Ajoutons que le financement des collectivités locales serait gravement menacé par les pertes d’octroi de mer qui seraient imposées par l’obligation d’aligner les prix avec l’Hexagone, tandis que les assemblées délibératives des collectivités uniques et régionales se trouveraient dépossédées de leur autonomie fiscale, en l’occurrence du pouvoir de fixer librement les taux d’octroi de mer – qui reviendrait au Préfet, puisqu’en fixant des prix très bas, celui-ci imposerait aux collectivités locales de supprimer l’octroi de mer sur les produits concernés.

 

L’article L. 410-4 du code de commerce, issu de la loi Lurel de 2012, permet déjà de fixer administrativement le prix de vente de produits de première nécessité dans les collectivités d’outre-mer. Ce dispositif est entouré de solides garanties de procédure et de proportionnalité, puisqu’il requiert un décret en Conseil d’Etat, après avis public de l’Autorité de la concurrence.

 

Il est donc proposé de protéger la logique actuelle du BQP, qui est de fixer par accord un prix global pour un panier de biens de première nécessité, dans une logique de modération.
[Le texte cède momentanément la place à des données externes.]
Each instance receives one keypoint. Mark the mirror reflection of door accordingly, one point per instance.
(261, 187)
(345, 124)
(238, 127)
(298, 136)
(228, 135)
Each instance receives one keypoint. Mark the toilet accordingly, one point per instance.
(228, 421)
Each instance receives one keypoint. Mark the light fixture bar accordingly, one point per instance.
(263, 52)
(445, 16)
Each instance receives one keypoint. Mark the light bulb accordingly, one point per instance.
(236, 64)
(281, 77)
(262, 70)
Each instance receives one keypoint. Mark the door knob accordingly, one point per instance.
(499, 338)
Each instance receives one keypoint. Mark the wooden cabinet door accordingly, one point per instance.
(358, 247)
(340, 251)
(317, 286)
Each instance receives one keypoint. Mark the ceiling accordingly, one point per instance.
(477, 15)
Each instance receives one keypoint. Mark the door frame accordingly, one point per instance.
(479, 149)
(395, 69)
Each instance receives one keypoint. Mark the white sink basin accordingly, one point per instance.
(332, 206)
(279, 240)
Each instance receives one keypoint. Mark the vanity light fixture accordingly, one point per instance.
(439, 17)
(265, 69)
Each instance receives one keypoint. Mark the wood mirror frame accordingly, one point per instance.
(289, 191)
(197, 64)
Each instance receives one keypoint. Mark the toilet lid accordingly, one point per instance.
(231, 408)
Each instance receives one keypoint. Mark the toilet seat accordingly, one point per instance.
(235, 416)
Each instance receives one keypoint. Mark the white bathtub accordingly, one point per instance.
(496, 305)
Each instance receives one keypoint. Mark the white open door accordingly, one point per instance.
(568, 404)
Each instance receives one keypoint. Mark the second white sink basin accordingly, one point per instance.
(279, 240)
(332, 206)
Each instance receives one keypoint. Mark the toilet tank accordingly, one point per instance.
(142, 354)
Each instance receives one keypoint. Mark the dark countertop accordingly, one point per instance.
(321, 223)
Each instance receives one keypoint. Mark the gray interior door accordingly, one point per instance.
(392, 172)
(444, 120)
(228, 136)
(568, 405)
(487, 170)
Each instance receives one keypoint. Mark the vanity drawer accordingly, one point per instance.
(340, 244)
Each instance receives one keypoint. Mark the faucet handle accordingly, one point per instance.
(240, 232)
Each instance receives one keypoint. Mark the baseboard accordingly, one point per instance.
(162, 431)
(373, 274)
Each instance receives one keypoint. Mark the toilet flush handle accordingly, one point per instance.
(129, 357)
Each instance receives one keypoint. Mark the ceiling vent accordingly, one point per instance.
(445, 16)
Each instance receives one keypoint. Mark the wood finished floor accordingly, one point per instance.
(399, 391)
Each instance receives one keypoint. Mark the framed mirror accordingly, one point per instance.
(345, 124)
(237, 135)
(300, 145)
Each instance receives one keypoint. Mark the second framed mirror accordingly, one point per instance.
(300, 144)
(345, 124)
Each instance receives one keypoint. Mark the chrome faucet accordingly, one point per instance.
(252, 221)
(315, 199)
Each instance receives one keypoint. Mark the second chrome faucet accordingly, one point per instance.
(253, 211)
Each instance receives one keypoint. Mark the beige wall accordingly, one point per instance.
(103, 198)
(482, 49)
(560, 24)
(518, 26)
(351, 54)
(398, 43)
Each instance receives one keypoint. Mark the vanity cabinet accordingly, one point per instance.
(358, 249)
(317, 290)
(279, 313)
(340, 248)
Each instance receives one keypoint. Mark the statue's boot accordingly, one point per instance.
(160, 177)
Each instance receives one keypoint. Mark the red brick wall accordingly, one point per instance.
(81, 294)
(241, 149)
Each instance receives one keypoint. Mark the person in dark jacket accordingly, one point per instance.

Le fait de donner au représentant de l’État le pouvoir de fixer les prix dans les DROM sans le moindre garde-fou, en l’obligeant au surplus à s’aligner sur la moyenne des prix pratiqués dans l’Hexagone, voire même sur le prix le plus bas pratiqué dans l’Hexagone, est trop ambitieux pour être réaliste et donc avoir des effets sur le niveau des prix.